St. Vincent, the oldest hospital in Los Angeles, is also facing a financial crisis. It lost $12.2 million in the last fiscal year and more than $15 million in the first eight months of this one, according to a March 29 report from Standard & Poor's.

The medical center said the 97 people given 60-day layoff notices Monday included managers and support staff. Nurses were not included in the cuts, because of a widespread nursing shortage in Southern California.

"The reduction in force is part of a wide-ranging plan to strengthen the hospital's finances and ensure that St. Vincent Medical Center can carry out its mission to serve the sick and the poor in a changing and challenging healthcare environment," the hospital said in a second statement.

The hospital has been losing patients for several years, and doctors are also staying away, the Standard & Poor's report said. These problems only worsened with the revelations about the liver transplant program.

St. Vincent is not the only hospital in Southern California under investigation for transplant irregularities. The FBI and the inspector general of the U.S. Department of Health and Human Services are looking into possible fraudulent billing related to UCI Medical Center's liver transplant program. UC Irvine shut the program down in November.
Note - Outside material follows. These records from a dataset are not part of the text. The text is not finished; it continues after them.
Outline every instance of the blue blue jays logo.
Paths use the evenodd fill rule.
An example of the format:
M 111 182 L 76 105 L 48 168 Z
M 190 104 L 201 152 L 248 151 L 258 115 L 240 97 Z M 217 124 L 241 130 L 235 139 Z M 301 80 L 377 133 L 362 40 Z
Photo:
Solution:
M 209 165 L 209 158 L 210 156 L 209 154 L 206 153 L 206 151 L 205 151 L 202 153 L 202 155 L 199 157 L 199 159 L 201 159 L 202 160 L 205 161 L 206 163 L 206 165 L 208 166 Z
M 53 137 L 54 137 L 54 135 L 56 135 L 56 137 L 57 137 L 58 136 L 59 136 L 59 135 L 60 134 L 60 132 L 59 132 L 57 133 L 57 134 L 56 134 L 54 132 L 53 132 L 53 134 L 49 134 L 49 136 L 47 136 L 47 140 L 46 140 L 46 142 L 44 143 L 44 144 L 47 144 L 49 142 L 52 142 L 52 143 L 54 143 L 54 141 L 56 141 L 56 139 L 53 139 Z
But this year was supposed to be one of celebration for St. Vincent, which is marking its 150th anniversary.

The transplant scandal and its aftermath have largely overshadowed the milestone.

In December, The Times reported that kidney transplant patients at St. Vincent died at a higher-than-expected rate over the last several years. The hospital's program was one of only four in the United States whose death rate was consistently higher than expected for patients between 1999 and 2004.

That same month, the medical center replaced its chief executive, Gus Valdespino, who cited "philosophical differences" over strategy and finances with the Daughters of Charity Health System, St. Vincent's parent company. In February, the hospital's chief financial officer left.

In March, the national organization that regulates organ transplants handed St. Vincent the agency's first public sanction. The action by the United Network for Organ Sharing did not prevent St. Vincent from performing other organ transplants, adding patients to its waiting lists or providing follow-up care.

Instead, the medical center had to notify about 4,000 patients of the punishment, which officially designates the hospital a "member not in good standing." Hospital officials were also barred from serving on the network's board or its committees and cannot take part in votes within the organization.

St. Vincent has said it will challenge the sanction in court.